The antioxidant compounds can protect β-cells from reactive oxygen species (ROS) and, therefore, can prevent diabetes-induced by ROS [22]. In addition, ROS induces oxidative stress that leads to lipid peroxidation, protein glycation/oxidation and nitration, enzyme inactivation and DNA damage, which leads to the development of various pathological conditions such as diabetes mellitus (DM) and neurodegenerative diseases, which in turn can be neutralized by the presence of endogenous or exogenous antioxidant systems [23][24].

4.3. Lipid Profile

The serious side effect related to diabetes is hyperlipidemia [25][26]. The insulin deficiency promotes adipocytes to generate fatty acids, hepatic phospholipids and cholesterol [27][28]. Thus, the levels of cholesterol (CH), triglyceride (TG), high (HDL), low (LDL) and very low (VLDL) density lipoproteins, in serum for alloxan-loaded diabetes have been measured at 50 mg/Kg concentration (Figure 5).
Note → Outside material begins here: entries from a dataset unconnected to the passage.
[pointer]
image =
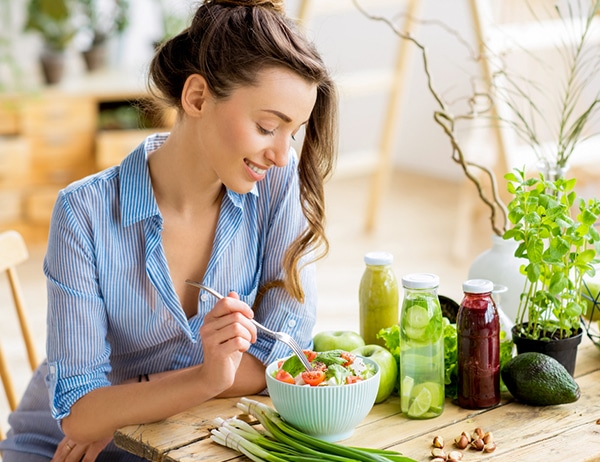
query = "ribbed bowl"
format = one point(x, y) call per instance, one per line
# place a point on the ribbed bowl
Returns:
point(328, 413)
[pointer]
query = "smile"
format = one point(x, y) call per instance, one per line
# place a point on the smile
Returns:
point(255, 169)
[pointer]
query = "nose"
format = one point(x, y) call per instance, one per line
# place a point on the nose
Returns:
point(278, 152)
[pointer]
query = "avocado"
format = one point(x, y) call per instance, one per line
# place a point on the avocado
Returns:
point(539, 380)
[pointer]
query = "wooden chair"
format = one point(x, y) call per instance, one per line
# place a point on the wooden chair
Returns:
point(13, 252)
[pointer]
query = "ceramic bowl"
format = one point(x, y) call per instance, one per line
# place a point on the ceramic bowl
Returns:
point(330, 413)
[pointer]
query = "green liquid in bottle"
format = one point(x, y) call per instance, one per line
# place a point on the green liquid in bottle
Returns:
point(378, 297)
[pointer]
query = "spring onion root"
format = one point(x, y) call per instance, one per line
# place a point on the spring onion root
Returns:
point(278, 441)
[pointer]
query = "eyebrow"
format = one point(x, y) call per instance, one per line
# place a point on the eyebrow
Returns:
point(281, 115)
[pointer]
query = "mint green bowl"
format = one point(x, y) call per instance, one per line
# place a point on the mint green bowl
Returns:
point(328, 413)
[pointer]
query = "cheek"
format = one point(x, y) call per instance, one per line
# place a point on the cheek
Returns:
point(235, 137)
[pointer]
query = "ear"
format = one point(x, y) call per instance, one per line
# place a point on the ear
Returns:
point(195, 92)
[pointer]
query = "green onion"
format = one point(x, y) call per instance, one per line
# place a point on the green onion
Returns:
point(278, 441)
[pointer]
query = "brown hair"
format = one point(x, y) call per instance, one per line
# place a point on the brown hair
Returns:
point(229, 42)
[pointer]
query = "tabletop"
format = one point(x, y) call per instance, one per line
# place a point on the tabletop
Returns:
point(568, 432)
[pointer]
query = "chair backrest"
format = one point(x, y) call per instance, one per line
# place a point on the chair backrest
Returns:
point(13, 252)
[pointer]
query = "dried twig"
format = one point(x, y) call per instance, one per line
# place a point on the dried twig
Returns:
point(444, 117)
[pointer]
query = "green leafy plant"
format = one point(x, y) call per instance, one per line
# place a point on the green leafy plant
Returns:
point(53, 19)
point(555, 231)
point(103, 19)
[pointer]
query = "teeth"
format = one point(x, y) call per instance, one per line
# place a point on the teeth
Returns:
point(255, 169)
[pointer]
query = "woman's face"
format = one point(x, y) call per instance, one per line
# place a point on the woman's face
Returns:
point(244, 135)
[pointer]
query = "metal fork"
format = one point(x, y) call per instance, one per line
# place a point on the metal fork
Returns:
point(281, 336)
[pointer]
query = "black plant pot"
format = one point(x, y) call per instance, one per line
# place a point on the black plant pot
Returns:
point(564, 350)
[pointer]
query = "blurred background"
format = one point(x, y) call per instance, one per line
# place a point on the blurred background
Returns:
point(73, 101)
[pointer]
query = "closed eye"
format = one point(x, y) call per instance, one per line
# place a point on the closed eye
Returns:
point(264, 131)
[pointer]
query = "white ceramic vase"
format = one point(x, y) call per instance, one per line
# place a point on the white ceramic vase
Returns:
point(499, 265)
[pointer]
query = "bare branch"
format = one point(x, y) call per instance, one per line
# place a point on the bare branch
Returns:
point(445, 119)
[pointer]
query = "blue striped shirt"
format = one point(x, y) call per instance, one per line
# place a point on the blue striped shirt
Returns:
point(113, 312)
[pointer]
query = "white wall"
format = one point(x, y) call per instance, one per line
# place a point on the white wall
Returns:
point(349, 42)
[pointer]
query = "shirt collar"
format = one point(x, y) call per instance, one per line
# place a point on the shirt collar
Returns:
point(136, 194)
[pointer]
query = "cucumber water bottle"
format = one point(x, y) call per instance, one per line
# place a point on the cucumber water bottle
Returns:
point(422, 348)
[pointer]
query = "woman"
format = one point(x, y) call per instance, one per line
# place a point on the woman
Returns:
point(222, 199)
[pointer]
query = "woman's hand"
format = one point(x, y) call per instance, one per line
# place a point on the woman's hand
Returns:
point(69, 451)
point(226, 334)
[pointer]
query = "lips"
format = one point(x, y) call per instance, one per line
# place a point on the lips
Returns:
point(256, 169)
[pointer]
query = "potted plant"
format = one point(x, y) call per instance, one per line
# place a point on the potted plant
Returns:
point(52, 19)
point(556, 235)
point(102, 20)
point(517, 103)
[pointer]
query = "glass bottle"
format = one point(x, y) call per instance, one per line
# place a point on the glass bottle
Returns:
point(422, 392)
point(478, 331)
point(378, 296)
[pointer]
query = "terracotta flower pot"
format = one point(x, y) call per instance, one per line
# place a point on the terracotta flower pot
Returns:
point(563, 350)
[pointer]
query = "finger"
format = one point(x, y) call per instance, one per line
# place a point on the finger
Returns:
point(63, 450)
point(233, 295)
point(232, 304)
point(228, 328)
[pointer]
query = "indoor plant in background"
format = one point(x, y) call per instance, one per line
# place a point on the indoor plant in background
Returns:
point(102, 19)
point(530, 111)
point(53, 20)
point(554, 229)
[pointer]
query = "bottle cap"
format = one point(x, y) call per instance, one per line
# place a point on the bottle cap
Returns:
point(379, 258)
point(478, 286)
point(420, 281)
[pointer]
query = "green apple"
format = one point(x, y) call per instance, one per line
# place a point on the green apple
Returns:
point(337, 340)
point(387, 365)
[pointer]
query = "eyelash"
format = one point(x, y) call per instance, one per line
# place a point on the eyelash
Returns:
point(270, 133)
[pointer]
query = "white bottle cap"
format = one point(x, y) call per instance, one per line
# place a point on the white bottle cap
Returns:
point(420, 281)
point(478, 286)
point(379, 258)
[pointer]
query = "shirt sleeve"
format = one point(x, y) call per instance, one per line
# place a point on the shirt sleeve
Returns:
point(77, 349)
point(278, 310)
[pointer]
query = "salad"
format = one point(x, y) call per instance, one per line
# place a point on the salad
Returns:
point(330, 368)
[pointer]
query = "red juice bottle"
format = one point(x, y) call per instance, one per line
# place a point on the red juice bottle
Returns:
point(478, 329)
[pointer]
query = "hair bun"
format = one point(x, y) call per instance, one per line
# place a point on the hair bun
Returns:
point(276, 5)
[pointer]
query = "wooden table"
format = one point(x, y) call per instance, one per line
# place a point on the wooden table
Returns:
point(569, 432)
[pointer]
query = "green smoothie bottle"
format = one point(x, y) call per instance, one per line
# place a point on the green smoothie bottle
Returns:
point(378, 296)
point(421, 348)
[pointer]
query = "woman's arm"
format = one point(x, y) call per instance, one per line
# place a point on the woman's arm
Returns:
point(227, 371)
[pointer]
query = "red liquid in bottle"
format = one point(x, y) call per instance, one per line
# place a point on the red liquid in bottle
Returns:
point(478, 328)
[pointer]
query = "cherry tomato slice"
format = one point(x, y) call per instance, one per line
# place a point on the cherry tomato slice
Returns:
point(349, 357)
point(313, 378)
point(310, 355)
point(284, 376)
point(353, 379)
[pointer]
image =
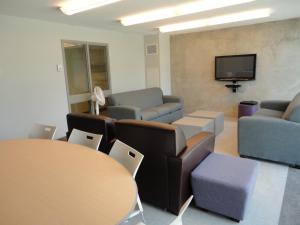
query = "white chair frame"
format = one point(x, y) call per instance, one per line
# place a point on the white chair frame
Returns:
point(131, 159)
point(178, 219)
point(42, 131)
point(85, 138)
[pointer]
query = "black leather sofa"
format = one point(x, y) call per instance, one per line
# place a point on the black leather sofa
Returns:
point(163, 178)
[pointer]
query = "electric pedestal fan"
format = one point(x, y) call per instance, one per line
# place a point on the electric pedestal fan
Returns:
point(99, 98)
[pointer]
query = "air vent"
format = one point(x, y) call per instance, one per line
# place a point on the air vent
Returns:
point(151, 49)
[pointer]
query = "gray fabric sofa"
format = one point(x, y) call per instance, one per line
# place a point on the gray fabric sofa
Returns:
point(147, 104)
point(273, 133)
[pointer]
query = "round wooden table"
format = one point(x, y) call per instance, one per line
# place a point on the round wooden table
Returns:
point(56, 183)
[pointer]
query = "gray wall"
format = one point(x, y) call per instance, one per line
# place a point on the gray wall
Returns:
point(277, 45)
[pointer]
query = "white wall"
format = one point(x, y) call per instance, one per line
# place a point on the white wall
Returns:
point(31, 90)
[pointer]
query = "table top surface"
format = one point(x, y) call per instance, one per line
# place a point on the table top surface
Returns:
point(208, 114)
point(57, 183)
point(193, 121)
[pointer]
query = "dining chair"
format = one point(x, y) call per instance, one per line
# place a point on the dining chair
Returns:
point(178, 219)
point(131, 159)
point(85, 138)
point(42, 131)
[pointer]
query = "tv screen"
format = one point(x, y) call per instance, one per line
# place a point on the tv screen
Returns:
point(235, 67)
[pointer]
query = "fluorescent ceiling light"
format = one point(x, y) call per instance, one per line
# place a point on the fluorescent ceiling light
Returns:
point(71, 7)
point(230, 18)
point(180, 10)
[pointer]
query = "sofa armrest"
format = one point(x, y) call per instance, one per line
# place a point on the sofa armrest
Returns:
point(180, 168)
point(172, 99)
point(278, 105)
point(124, 112)
point(269, 138)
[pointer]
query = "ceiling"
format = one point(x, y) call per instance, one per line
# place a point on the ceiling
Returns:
point(107, 17)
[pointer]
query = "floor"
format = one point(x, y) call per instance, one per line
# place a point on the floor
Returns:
point(265, 207)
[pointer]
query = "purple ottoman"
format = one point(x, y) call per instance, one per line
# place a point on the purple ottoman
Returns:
point(247, 108)
point(224, 184)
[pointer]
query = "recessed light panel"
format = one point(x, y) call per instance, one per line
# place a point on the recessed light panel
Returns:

All lipid parameters for all tested compounds have (p < 0.05) compared to the diabetic control group (Figure 5).
Molecules 27 00830 g007 550
Figure 5. The level of (A) CH (Cholesterol); (B) TG (Triglyceride); (C) HDL (High-density lipoprotein); (D) LDL (Low-density lipoprotein) and (E) VLDL (Very low-density lipoprotein) in serum of hyperglycemic loaded rats. 50 (mg/Kg) at 0th day (pre-drug values), 2nd and 4th days (post-drug values) for each group of compounds 47 and compared to diabetic control (DC). Data were analyzed by one-way ANOVA followed by LSD test and expressed as mean ± SEM from five observations.

5. Conclusions

An antihyperglycemic compound, based on the thiazolidinedione scaffold, was synthesized and characterized. The FMOs and global reactivity data indicated that the intramolecular charge transfer takes place between the thiazolidine-2,4-dione and benzodioxole corner in two directions. The MEP for these compounds represented that they have promising electrophilicity, that may enhance the attacking chance over a polar active site of the receptor. The molecular docking into the PPAR-γ and α-amylase showed a high binding affinity for the synthesized compounds and maybe a suitable regulator for both kinases. The in vitro inhibition potency via the α-amylase and scavenging radical was evaluated and represented that the parent compound bearing these corners ester 4, hydrazide 5 and benzodioxole 6 are more efficient than reference drugs. This efficacy decreased in the presence of methoxyphenyl group 7 in the molecular skeleton. The anti-diabetic and anti-hyperlipidemic activities in vitro showed that all of the used concentrations for compounds 47 didn’t show an obvious reduction in the BGL during pre-and post-treatment compared to DC, while after the 30th days of treatment, they decreased the BGL at all concentrations. The ester 5 hybrid was the most potent regarding the regulation of BGL at different concentrations on the 30th day. All compounds didn’t exhibit any mortality at 50 mg/Kg concentration during the whole experiment. Moreover, all compounds enhanced hyperlipidemic levels nearly to the normal level.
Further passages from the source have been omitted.